深い溝
ルーディー以外の全員がそこを超えても、ぼくら二人だけが手と手だけで繋がっていた。
ぼくはなんとなく彼女のことがいとおしくなって、そんな気持ちの表情をちょっと割り増ししたりなんかして彼女に向けた。
「スミシー、足は大丈夫?」
ルーディーは溝に落っこちたぼくを心配してくれたんだ。
「ああ、このとおりさ」
ぼくはそういうと、ちょっとおどけて、その場でタップなんかを披露した。
「・・・あたし、いけないわ」
彼女はそういってうつむいていた顔を上げたんだけど、その視線は間違いなくぼくの顔を突き抜けていたんだ。

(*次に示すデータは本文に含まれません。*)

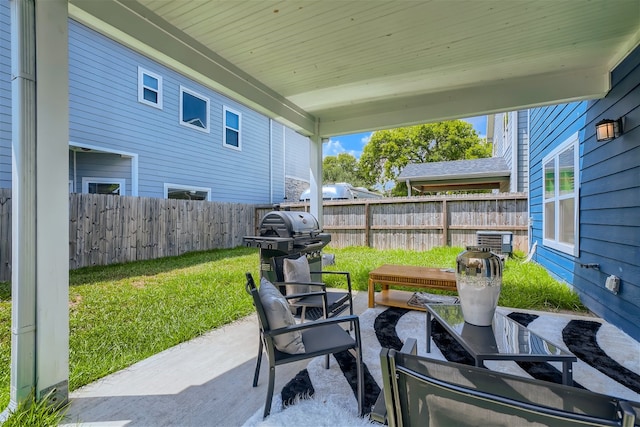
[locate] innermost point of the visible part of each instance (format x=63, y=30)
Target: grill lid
x=289, y=224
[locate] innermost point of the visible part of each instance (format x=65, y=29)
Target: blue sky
x=353, y=144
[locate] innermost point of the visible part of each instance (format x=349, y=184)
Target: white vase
x=479, y=281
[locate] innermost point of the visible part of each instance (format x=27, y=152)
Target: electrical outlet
x=612, y=284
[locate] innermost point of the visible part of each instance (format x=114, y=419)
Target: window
x=149, y=88
x=194, y=110
x=103, y=186
x=231, y=137
x=560, y=197
x=186, y=192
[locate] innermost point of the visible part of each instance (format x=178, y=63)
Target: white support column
x=40, y=265
x=315, y=177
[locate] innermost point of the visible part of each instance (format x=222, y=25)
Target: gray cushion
x=279, y=315
x=296, y=270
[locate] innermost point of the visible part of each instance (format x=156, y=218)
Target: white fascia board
x=514, y=94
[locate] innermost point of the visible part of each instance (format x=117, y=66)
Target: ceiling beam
x=503, y=95
x=134, y=26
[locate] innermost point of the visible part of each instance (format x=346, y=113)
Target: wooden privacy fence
x=105, y=229
x=421, y=223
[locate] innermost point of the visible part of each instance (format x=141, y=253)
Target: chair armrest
x=379, y=411
x=630, y=413
x=410, y=347
x=303, y=294
x=344, y=273
x=316, y=323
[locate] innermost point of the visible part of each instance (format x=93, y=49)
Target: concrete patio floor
x=202, y=382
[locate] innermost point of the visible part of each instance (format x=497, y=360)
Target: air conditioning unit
x=500, y=242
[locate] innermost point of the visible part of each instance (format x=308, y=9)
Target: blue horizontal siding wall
x=609, y=202
x=105, y=112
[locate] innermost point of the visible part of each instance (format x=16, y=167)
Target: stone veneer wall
x=293, y=188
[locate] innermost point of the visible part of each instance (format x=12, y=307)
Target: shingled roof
x=476, y=174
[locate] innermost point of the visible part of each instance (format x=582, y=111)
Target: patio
x=207, y=381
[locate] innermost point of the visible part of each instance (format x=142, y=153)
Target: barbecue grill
x=288, y=234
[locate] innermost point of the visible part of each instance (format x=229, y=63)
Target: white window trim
x=141, y=87
x=224, y=128
x=99, y=180
x=553, y=155
x=127, y=154
x=197, y=95
x=168, y=185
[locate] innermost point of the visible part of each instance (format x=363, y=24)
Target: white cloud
x=332, y=148
x=335, y=147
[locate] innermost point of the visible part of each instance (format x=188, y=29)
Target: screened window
x=194, y=110
x=560, y=213
x=231, y=137
x=149, y=88
x=103, y=186
x=186, y=192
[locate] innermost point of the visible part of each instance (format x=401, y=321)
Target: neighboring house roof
x=477, y=174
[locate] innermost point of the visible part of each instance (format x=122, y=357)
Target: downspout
x=40, y=205
x=315, y=175
x=271, y=161
x=529, y=218
x=514, y=153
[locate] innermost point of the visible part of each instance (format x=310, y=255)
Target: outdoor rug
x=608, y=363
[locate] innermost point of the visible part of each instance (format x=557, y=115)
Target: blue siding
x=277, y=161
x=5, y=95
x=105, y=112
x=609, y=180
x=297, y=156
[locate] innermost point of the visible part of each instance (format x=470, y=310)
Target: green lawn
x=124, y=313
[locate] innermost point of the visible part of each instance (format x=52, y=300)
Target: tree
x=341, y=168
x=389, y=151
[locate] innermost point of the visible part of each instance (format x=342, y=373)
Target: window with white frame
x=231, y=137
x=186, y=192
x=94, y=185
x=194, y=110
x=149, y=88
x=560, y=197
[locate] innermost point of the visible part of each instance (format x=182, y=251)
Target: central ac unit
x=500, y=242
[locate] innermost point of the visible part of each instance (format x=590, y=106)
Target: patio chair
x=427, y=392
x=294, y=277
x=284, y=341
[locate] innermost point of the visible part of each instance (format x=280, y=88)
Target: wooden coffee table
x=408, y=276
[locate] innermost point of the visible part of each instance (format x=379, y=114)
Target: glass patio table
x=505, y=339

「あたし、生まれてから一度もこの先へ行ったことがないの・・・」
「ああ、ぼくも行ったことがないよ。怖いのかい? 怖くはないよ。僕と、ぼく達と一緒なら、絶対に」
ぼくはわざとタップなんかしてうきうきしたように見せていたけど、なんだか心はどんどん重くなって痛んだ。
ぼくには、傾いてしまった彼女の心を変えられそうにないって事に気付き始めていたから。
「スミシー、急ぐんだ」
ジェラールの声に過敏に反応すると、彼女はその余韻に遠い目をして浸ったりするんだ。
「・・・スミシー、あのね?」
漸くこっちを向いてくれた彼女の目を見たぼくは、
「そうだ、ぼくはきっとここへ戻って来るんだ。何時になるかわからないけど、きっと戻ってくるよ。だからそれまで、君にはまっていてほしい。漸く一人じゃなくなったのに、寂しいだろうけど、これだけはわかってほしい。君は一人じゃないんだって事を。寂しくなったときは、君は一人じゃないって、ぼくが言ったこの言葉を思い出して。それで、ついでにぼくのことも思い出して。そうすれば、寂しくないだろ? ぼくはきっと帰ってくるよ。そしたら、その時は僕、君をお嫁さんにもらうよ。それがいいだろう? それで、みんなも二人のお家に呼んだりなんかして、一緒にバーベキューなんかをやろうよ。そうだ、その時は僕、タップを披露するとするよ。結構得意なんだ。みててごらん」
そういってぼくは一生懸命足を踏み鳴らしながら、
「どう? 楽しくなるよ、きっと」
なんていったんだ。
「・・・スミシー?」
ルーディーはちょっぴり慣れない笑顔を作った。
「わかったよ。ちょっとの間のお別れだ。楽しくいこうじゃないか。本当はお楽しみにしておきたかったんだけど、ぼくは、少なくともこの通路を渡りきる間は、君のために踊り続けるよ」
そういうとぼくは、足に落としていた視線を再び彼女に向けなおした。